Charette’s next gig is at 8 PM this Friday, March 27 at Jules Bistro on St. Mark’s Place with Matt Chertkoff on guitar and Jordan Young on drums, his last New York show before heading off to the Czech Republic where he’ll be touring next month as part of powerhouse saxophonist Mike DiRubbo‘s trio.
Trying to Keep Up with Organ Individualist Brian Charette
Brian Charette is one of the world’s most interesting and distinctive voices on the organ. Classically trained, he’s made his name in jazz although his music is just as informed by classic 60s soul, funk and even reggae. He tours constantly and writes prolifically, and he’s playing the album release for his latest one, Good Tipper; tonight and also tomorrow night, Oct 9 at Smalls at 10 PM; cover is $20 and includes a drink. Joining him for the album show are Yotam Silberstein on guitar and Mark Ferber – who really has a feel for this funky groove stuff – on drums.
The album BEFORE the latest one (yeah – the guy works fast) is a Posi-Tone release, streaming at Spotify, titled Square One. Charette has a devious sense of humor and that’s apparent right from the jaunty strut of the opening track, Aaight!, which eventually squares itself more or less into a swinging shuffle. Charette and Silberstein move more frantically yet purposefully over Ferber’s blistering yet nimble pulse on their take of Joe Henderson’s If, followed by the vintage soul-infused Three for Martina, a metrically tricky ballad with organ and then guitar holding to a warmly reflective mood.
People on Trains follows a wryly lyrical narrative: the subway takes its time pulling out of the station and then scurries along, fueled by the guitar, then the process repeats itself. It isn’t long before Charette throws in a New York-centric subway joke or two (the album cover pictures him chilling down under the Manhattan Bridge). Likewise, True Love kicks off slowly before Charette pulls it out of its balmy reverie, then Silberstein takes it back with a minimalist, practically Satie-esque solo.
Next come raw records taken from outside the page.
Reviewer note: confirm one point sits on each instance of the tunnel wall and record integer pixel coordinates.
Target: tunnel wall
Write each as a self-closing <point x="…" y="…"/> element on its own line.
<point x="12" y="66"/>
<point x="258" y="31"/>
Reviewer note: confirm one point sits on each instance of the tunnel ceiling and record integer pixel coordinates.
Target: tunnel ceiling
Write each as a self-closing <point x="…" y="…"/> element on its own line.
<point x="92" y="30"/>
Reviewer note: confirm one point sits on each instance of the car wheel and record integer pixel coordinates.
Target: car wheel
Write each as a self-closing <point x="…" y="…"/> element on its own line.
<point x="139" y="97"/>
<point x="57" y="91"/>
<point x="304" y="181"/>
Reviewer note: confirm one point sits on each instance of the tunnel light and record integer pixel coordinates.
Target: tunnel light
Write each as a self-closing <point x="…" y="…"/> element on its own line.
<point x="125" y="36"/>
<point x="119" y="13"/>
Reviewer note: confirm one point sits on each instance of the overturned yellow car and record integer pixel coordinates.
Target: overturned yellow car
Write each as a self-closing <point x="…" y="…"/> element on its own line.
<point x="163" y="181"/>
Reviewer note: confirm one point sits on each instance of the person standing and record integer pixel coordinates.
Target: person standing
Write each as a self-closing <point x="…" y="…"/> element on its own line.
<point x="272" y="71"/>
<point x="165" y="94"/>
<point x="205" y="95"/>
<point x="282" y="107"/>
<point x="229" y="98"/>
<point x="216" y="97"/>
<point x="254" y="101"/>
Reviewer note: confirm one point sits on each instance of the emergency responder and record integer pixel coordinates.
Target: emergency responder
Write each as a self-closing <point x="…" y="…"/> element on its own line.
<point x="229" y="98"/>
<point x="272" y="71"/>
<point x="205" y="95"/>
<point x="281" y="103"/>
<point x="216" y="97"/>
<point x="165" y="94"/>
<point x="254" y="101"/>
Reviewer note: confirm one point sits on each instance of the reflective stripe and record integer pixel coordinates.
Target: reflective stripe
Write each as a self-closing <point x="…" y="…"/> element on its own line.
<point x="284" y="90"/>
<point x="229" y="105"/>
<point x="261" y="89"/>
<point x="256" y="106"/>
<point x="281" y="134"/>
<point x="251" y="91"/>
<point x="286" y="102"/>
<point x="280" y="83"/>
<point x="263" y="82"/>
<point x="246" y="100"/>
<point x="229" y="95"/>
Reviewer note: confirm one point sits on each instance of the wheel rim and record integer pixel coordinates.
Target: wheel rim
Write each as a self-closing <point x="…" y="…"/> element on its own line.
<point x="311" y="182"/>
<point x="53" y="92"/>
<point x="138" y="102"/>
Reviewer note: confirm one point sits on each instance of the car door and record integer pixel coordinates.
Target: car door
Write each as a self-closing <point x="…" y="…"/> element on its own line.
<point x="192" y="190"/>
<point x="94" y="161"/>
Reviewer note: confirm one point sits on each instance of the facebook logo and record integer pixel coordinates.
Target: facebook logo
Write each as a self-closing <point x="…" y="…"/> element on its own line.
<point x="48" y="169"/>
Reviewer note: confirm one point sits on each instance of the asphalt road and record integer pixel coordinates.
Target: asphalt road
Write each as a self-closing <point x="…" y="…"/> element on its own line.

Then they get a swaying groove going with a warmly purposeful take of the Meters’ classic Ease Back, Silberstein adding droll wah-wah licks.
Time Changes alludes to a famous Dave Brubeck album: it’s a jazz waltz with summery soul riffage. A Fantasy does much the same with trickier rhythms and spiraling solos from guitar and drums against Charette’s anthemic washes. Yei Fei is a blend of indie classical circularity and hints of airily eerie Jehan Alain church organ music: you might not think that something like this would work, but it does. Things You Don’t Mean mixes up a strutting New Orleans funk groove with a hardbop guitar attack and then an absolutely creepy quote and variations from the Alain songbook: it’s killing, Charette at his outside-the-box best. The album sprints to the finish line with Ten Bars for Eddie Harris, the most trad organ-lounge track here – but even that goes off the rails into a deliciously warped interlude. Who is the audience for this? People who like Dr. Lonnie Smith, jambands, funk and soul and sophisticated original jazz tunesmithing, which is ultimately what this is.